UB-Mannheim / zotero-ocr

Zotero Plugin for OCR
GNU Affero General Public License v3.0
551 stars 40 forks source link

Increase multithreading processing capability #72

Open chenziliang0725 opened 6 months ago

chenziliang0725 commented 6 months ago

Tesseract and poppler only produce pages one by one now. When there are dozens of pages, it work slowly. Can we increase multithreading processing capability

aborel commented 6 months ago

There could be ways to do this, at least for tesseract. I'll take a look.

stweil commented 6 months ago

Currently the code runs the Tesseract executable with a list of page images. Then Tesseract processes those images one by one which takes some time.

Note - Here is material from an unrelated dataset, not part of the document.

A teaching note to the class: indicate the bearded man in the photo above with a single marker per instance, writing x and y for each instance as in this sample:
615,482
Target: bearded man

zotero-ocr could accelerate the recognition by running several parallel Tesseract processes, but that would increase the complexity because it would require an additional processing step to combine the results of the different Tesseract processes.

I think it would be easier to add a reasonable multithreading to the Tesseract code. The current multithreading in Tesseract is not helpful, but multithreading on the page level would have a large benefit.

aborel commented 6 months ago

I agree. My plan was to investigate the current Tesseract situation before writing any code here, so thanks for this input.

aborel commented 6 months ago

The way I see it, the ideal situation for us would be if someone implemented this Tesseract issue https://github.com/tesseract-ocr/tesseract/issues/3750 . Then we'd get the functionality at a minimal cost (maybe just adding a preference for the number of threads).

Sadly, the Tesseract issue is 2 years old with no activity in sight, so I'm not really confident it will happen soon. I don't have the proper skill set to contribute on that side, unfortunately. However, I think the added complexity to implement this within the Zotero-OCR code might be manageable... I'd like to try.